Twenty eight privacy and civil liberties organizations have written an open letter to Google asking the seearch company to suspend Gmail "until the privacy issues are adequately addressed." They list three specific concerns:
First, Google has proposed scanning the text of all incoming emails for ad placement. The scanning of confidential email violates the implicit trust of an email service provider. Further, the unlimited period for data retention poses unnecessary risks of misuse.

Second, Google's overall data retention and correlation policies are problematic in their lack of clarity and broad scope. Google has not set specific, finite limits on how long it will retain user account, email, and transactional data. And Google has not set clear written policies about its data sharing between business units.

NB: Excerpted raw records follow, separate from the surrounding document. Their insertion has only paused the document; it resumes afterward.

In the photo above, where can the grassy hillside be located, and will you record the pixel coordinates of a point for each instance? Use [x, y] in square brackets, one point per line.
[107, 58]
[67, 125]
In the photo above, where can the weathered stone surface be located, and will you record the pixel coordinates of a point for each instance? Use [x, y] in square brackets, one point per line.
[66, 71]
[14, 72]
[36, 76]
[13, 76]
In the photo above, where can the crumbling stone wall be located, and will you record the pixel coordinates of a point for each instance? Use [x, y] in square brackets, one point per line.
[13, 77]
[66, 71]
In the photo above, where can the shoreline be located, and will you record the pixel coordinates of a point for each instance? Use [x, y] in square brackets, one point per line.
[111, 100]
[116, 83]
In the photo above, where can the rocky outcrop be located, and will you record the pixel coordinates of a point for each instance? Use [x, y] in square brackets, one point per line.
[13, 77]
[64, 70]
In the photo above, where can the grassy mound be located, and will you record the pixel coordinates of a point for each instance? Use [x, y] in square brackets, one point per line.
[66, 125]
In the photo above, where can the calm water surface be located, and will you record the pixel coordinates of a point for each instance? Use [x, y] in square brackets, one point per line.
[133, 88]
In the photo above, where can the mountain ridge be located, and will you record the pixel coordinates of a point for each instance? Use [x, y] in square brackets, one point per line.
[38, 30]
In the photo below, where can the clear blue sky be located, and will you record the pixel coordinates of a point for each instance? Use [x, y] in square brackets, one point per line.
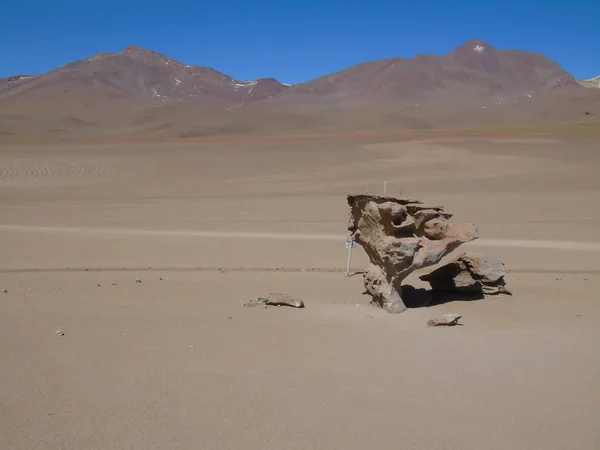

Third, the Gmail system sets potentially dangerous precedents and establishes reduced expectations of privacy in email communications. These precedents may be adopted by other companies and governments and may persist long after Google is gone.
I believe the second point alludes to the fact that Google has admitted that they may keep users' emails in their system, even after users' have deleted them. The letter elaborates, giving some worst case scenarios.

These points definitely seem worth considering, but many folks will probably ignore the privacy concerns if it'll get 'em a gig of email storage.

Also, I wondered about this and sure enough: Google's run into a trademark problem with the name Gmail. Seems a Californina company has been using the same name since 1999. I stumbled across this second one myself.

Which raises the question, didn't Google, er, google "Gmail"?